The Associated Press article on the Ukrainian hijacker who tried to divert a plane to Sochi on Friday is interesting for the words it does not use. (I’m not picking on AP– all the other articles on this subject are like this one in this regard.)

This Ukrainian man had political discontents about his own country of Ukraine, which appears to be one of his motivations in trying to grab the limelight in Sochi. He told the crew that he had placed a bomb on the plane.

The crew of the airplane cleverly diverted to Istanbul and told the hijacker it was Sochi. Negotiators then got him to let the passengers go. Security men mingled among the departing passengers and then grabbed the hijacker. They found no sign of a bomb on the plane.

Note that this Ukrainian, presumably an Eastern Orthodox Christian, threatened to blow up an airplane full of innocents.

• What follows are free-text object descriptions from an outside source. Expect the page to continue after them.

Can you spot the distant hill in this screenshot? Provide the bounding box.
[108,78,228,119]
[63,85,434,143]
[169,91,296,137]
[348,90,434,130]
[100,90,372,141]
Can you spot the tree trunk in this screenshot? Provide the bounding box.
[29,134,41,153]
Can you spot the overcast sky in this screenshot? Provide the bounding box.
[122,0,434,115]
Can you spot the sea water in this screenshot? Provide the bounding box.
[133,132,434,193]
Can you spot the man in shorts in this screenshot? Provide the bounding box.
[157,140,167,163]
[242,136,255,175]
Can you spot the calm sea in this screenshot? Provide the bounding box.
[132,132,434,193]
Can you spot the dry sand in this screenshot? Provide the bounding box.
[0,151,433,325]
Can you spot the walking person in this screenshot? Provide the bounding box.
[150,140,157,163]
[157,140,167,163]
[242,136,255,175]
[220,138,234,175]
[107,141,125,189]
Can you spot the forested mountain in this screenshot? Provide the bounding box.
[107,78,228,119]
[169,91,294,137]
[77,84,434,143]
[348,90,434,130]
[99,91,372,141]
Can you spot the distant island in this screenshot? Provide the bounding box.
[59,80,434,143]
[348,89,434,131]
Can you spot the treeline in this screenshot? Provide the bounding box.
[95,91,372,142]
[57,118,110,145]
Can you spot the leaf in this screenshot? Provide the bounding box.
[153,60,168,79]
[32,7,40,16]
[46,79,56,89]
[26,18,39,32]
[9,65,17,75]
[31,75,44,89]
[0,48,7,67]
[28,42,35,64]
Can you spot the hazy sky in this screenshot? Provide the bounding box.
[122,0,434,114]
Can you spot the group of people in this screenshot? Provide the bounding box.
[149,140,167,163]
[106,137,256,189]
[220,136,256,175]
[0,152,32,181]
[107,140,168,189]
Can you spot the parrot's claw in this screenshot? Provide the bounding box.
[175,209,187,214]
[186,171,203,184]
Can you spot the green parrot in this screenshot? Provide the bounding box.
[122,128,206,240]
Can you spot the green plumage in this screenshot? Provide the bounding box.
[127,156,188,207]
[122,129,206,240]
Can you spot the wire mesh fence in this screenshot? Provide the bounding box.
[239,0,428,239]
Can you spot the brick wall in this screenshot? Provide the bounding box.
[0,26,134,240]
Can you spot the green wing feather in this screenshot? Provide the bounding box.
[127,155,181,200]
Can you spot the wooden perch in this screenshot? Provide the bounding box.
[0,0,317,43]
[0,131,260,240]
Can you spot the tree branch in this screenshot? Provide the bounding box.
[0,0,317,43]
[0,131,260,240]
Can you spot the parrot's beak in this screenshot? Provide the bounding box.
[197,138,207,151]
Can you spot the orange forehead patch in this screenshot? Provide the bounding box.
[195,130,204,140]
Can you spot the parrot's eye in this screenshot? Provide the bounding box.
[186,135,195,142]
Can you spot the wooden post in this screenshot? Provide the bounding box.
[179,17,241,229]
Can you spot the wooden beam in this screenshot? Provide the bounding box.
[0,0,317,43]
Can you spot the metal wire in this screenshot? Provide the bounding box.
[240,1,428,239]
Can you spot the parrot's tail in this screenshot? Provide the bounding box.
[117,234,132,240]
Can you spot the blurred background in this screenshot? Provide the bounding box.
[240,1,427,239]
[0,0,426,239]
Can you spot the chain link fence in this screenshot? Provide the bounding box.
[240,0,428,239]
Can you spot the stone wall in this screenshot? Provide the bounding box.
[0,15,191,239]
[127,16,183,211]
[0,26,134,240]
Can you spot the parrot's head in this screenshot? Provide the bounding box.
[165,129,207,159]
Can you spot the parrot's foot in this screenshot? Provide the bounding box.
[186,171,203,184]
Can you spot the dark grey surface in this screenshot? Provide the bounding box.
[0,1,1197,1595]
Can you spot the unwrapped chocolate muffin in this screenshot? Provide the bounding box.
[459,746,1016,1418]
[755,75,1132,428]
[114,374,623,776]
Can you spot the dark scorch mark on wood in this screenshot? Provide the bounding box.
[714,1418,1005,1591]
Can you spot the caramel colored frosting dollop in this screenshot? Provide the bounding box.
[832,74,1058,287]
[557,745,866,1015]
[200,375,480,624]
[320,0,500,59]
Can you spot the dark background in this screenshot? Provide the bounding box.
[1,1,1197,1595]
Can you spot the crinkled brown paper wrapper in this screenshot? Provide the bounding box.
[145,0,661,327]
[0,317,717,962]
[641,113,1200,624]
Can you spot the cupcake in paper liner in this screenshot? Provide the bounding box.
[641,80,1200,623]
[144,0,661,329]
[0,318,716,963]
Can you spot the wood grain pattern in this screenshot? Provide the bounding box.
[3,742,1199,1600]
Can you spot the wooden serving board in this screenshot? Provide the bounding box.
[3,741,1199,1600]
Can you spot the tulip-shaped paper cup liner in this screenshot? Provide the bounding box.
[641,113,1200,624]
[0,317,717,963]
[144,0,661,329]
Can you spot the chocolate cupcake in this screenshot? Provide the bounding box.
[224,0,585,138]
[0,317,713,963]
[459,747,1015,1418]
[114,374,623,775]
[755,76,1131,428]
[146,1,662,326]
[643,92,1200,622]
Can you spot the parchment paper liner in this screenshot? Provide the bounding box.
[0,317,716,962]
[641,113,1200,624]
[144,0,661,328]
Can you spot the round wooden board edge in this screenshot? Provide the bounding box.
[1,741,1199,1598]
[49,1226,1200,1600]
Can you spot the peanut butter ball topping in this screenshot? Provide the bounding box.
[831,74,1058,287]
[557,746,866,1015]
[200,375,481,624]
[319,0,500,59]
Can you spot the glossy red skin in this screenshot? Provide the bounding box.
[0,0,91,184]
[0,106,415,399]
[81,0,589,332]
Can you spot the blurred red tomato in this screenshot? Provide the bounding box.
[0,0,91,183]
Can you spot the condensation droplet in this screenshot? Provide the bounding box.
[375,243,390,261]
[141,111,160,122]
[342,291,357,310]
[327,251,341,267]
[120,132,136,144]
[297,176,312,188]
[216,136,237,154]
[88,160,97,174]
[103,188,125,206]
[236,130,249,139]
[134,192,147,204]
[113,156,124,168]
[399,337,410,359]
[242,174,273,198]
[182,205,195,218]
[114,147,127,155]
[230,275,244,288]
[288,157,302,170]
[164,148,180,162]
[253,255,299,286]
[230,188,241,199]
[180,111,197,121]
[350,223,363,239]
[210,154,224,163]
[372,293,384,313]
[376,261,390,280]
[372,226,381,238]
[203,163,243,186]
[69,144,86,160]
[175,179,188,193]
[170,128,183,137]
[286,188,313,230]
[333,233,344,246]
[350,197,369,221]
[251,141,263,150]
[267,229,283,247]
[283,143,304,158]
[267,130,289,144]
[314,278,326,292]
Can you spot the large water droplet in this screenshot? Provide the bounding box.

He was foiled by Turkish Muslims.

The articles on the Ukrainian hijacker do not refer to him as a “terrorist,” even though threatening to blow up a plane in order to make a political point is clearly terrorism by most definitions of the word.

If the hijacker had been a Muslim, the press would certainly have declared him a terrorist and the fact that he threatened to bomb the plane would not have been taken lightly.

Now it is being said that he was very drunk. Next we will begin hearing that the Ukrainian hijacker is mentally unbalanced. But Muslims who act in this crazy way are never viewed as troubled loners even when it seems pretty obvious that that is what they are.

That Muslim Turks are among the heroes of this story won’t be mentioned explicitly by any of the Islamophobic web sites who constantly stalk innocent Muslims.